En el plano internacional, el estado de cosas también ha variado. En América Latina, salvo las dictaduras de Cuba y Nicaragua, la incondicionalidad de los gobiernos de otros países se perdió, muy probablemente, de forma irreversible. Y es que lo que está en juego en las elecciones presidenciales del 28 de julio es mucho más que la conducción del gobierno: es la estabilidad o inestabilidad de toda la región.

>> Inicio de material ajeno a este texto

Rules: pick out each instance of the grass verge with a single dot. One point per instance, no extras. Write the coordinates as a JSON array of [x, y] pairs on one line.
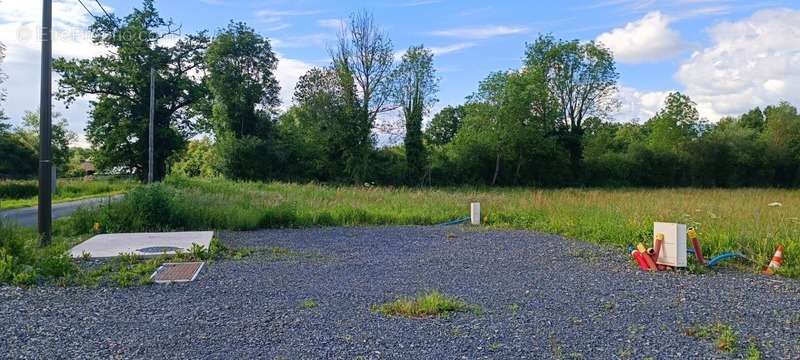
[[425, 305], [728, 220], [20, 194]]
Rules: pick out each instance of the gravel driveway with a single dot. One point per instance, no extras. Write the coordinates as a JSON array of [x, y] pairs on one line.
[[542, 296]]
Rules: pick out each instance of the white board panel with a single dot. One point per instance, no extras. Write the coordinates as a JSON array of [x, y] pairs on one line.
[[673, 252]]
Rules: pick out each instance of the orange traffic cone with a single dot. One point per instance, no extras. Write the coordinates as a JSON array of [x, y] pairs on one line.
[[777, 261]]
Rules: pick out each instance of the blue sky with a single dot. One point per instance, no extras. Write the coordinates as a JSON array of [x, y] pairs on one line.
[[728, 55]]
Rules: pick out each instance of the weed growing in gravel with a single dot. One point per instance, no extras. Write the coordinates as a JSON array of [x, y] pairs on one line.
[[753, 353], [309, 304], [723, 335], [426, 305]]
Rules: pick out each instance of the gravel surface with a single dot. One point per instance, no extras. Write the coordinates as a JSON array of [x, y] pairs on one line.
[[542, 296]]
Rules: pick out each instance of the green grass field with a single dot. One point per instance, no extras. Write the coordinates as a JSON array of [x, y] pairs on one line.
[[746, 220], [19, 194], [727, 220]]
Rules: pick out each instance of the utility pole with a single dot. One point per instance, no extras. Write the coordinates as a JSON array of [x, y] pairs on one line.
[[150, 155], [45, 129]]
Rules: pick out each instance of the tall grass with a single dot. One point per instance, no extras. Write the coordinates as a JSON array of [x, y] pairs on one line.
[[16, 194], [728, 220], [23, 262]]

Ni Lula da Silva, presidente de Brasil, ni Gustavo Petro, presidente de Colombia, quieren verse enfrentados a nuevas olas de migrantes cruzando las respectivas fronteras, constituidas por venezolanos que huyen del hambre, de la enfermedad, de la persecución y de las violaciones de los derechos humanos. Hay que recordar que Lula se opone frontalmente a las pretendidas acciones militares de Padrino López y Maduro en el Esequibo. Ya las detuvo una vez y lo volverá a hacer si hiciera falta. Tampoco Petro toleraría jugarretas o provocaciones en la frontera. Nada más elocuente de la posición del gobierno de Colombia que las reiteradas menciones de su canciller, Luis Gilberto Murillo, cuando se solaza repitiendo la palabra “transición” en sus declaraciones. No me detendré en repasar las opiniones de los demás actores, bien conocidas: la inmensa mayoría de los países del orbe comparte una posición categórica: Maduro debe medirse en un proceso electoral limpio, transparente y rodeado de garantías de respeto a cada elector y al resultado de la voluntad popular.
El desespero del gobierno es evidente en las declaraciones de todos sus voceros. Están dedicados a fabricar expedientes, conspiraciones, delitos de cualquier índole que les permitan dejarnos sin tarjeta o sin candidato o sin elecciones. Están tensando la cuerda hasta extremos de enorme peligro para el país, su estabilidad, las posibilidades de recuperación económica y de establecimiento de las condiciones mínimas para salir de la crisis generalizada en la que está hundida Venezuela.
¿Se atreverán frente a una sociedad movilizada? ¿Ante los actores internacionales que han promovido las elecciones como única solución al empeoramiento de las cosas? ¿Se atreverán ante sus aliados de Brasil y Colombia? ¿Se atreverán ante el conjunto de los países y las instituciones multilaterales?¿Se atreverán ante los innumerables venezolanos que saldrán a las calles a exigir sus derechos si pretendieran vulnerarlos? Y si eso llegase a ocurrir, ¿volverán los miembros de las fuerzas armadas a disparar en contra de los cuerpos indefensos de quienes ejerzan su derecho a protestar pacíficamente?